Assignment 3, CS3346A, 2013

Assigning date: Oct 30, 2013
Due date: Nov 10 (extended), 2013 (midnight)
Electronic submission: See how here).
Individual effort (no group work)
Total marks: 15% of the final marks

Update (none):

Question 1:
Consider the following grammar rules:

s->np, vp
np->det, n
np->det, adjp
adjp->adj, n
pp->p, np
comp->p, vp
vp->v, pp
vp->v, comp

(a) Using the aforementioned grammar rules, draw the syntactic tree for the sentence "The bird tried to escape from the strong cage".
(b) According to the syntactic tree that you produced, provide the label brackets.

Question 2:
Use the Stanford Parser and CCG Parser to parse the following sentence:

"A significant increase in glutamate levels was induced in the normal dentate gyrus during 10-min ischemia."

The Part-of-speech (POS) tags provided by Stanford parser for the sentence are:
A/DT
significant/JJ
increase/NN
in/IN
glutamate/JJ
levels/NNS
was/VBD
induced/VBN
in/IN
the/DT
normal/JJ
dentate/JJ
gyrus/NNS
during/IN
10-min/JJ
ischemia/NN

The POS tags provided by CCG parser for the sentence are:
A/DT
significant/JJ
increase/NN
in/IN
glutamate/NN
levels/NNS
was/VBD
induced/VBN
in/IN
the/DT
normal/JJ
dentate/NN
gyrus/NN
during/IN
10-min/NN
ischemia/NN

Consider the tagging made by CCG parser as the "gold standard" and evaluate the tagging performance of Stanford parser in terms of Precision, Recall, and F1-score. Give the confusion matrix that shows the number of true positives, false positives, false negatives, and true negatives.

Question 3:
Approximately what order n-grams should we use to model each of these problems? Should the model be at the level of characters or words? Explain your reasoning. There are no absolute right or wrong answers, but the probability of being right for some answers is higher than for others. Explain your answers.

(a) Generating a nonsense English word that looks English-like in its spelling.

(b) Predicting whether the English morpheme '-s' will be pronounced as z or s. (Listen carefully to some English plural nouns to figure out a pattern: places, papers, tips, cats, dogs, etc.)

(c) Predicting the next character in a partially-typed word.

(d) Context-sensitive spell-check (e.g: correcting mistakes like `their' for `there')

(e) Checking the coherence of a translation of a sentence from Chinese to English.

(f) Checking the coherence of a speech recognition engine's output in English.

(g) Checking the coherence of an English text that has been transcribed with Optical Character Recognition from a page image.

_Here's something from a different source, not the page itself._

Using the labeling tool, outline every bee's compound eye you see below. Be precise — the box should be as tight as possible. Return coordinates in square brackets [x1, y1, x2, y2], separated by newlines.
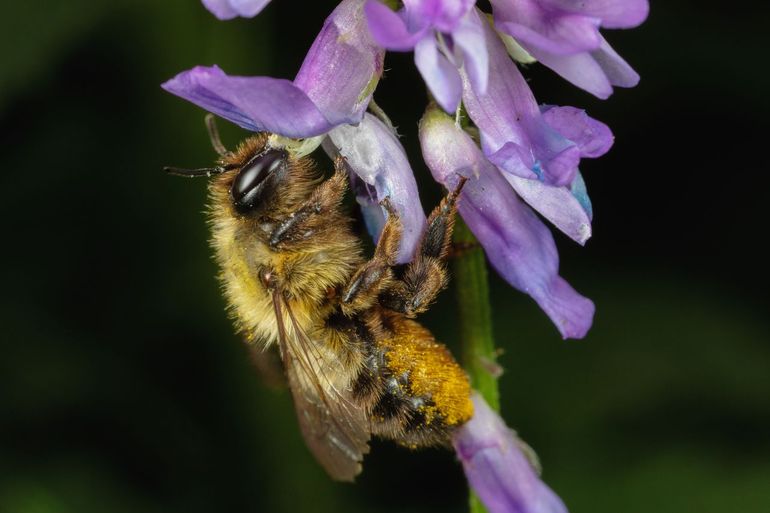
[231, 149, 285, 213]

(h) Generating a fake academic paper by training a language model on a corpus of papers. (See an actual example at http://pdos.csail.mit.edu/scigen/. They use a context-free grammar, but you could do a pretty good job with n-grams.)

(i) Predicting whether an e-mail is spam.

(j) Automatic capitalization in English. (Type in lowercase in a word processor like MS Word and observe where it auto-capitalizes.)

Question 4:
Recall that [s] and [/s] are symbols that denote start of sentence and end of sentence respectively. We ignore punctuation here. Consider these expressions:

(a) The probability that someone asks `why do you' as a complete question.

(b) The probability that you hear `why do you' as a snippet of a conversation as you walk across the Green.

(c) The probability that you hear a question beginning `why do you'.

Match them with the probabilities below, and briefly explain.

1. P(why)P(do|why)P(you|do)
2. P(why|[s])P(do|why)P(you|do)
3. P(why|[s])P(do|why)P(you|do)P([/s]|you)